And if somehow students overcome those obstacles to apply and get accepted, there are still challenges. Just getting to campus is daunting. One student I know initially turned down a full college scholarship because she didn't think she could raise the $200 bus fare to get to the campus. A parent supporting her family through a minimum wage job may not be able to give up a day's income to accompany her daughter to campus. More than one lawyer in my office has moved a client in or out of the dorm when no one else was available. Many students quickly learn that buying books online is a better deal than the campus bookstore, but if your family doesn't have a credit card, you don't have that option.
DC's young adults are not alone -- a recent study that received significant media attention found that high-achieving low-income students often fail to apply to the nation's best colleges because the students didn't know anyone who had attended these schools, and they were unfamiliar with financial aid possibilities. An excerpt from a new book shares an anecdote that echoes this finding.

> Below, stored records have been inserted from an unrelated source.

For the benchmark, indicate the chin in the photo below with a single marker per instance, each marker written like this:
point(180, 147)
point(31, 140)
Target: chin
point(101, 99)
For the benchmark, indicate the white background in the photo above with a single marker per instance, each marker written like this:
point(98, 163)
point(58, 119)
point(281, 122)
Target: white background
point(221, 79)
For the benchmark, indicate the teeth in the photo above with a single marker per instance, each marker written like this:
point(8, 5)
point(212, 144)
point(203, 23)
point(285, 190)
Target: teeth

To make April decision time for all our young people, we need to give them the necessary tools. True college preparation cannot be done in a single day of meeting with a guidance counselor, in a single semester of class, or even in a single year of high school. College preparation should start earlier and should address the material barriers -- students need to see the whole college puzzle, not just the pieces for their application. We wouldn't ask a student to learn algebra if she didn't know how to add. We can't expect students to be prepared to think about college before they understand what it entails.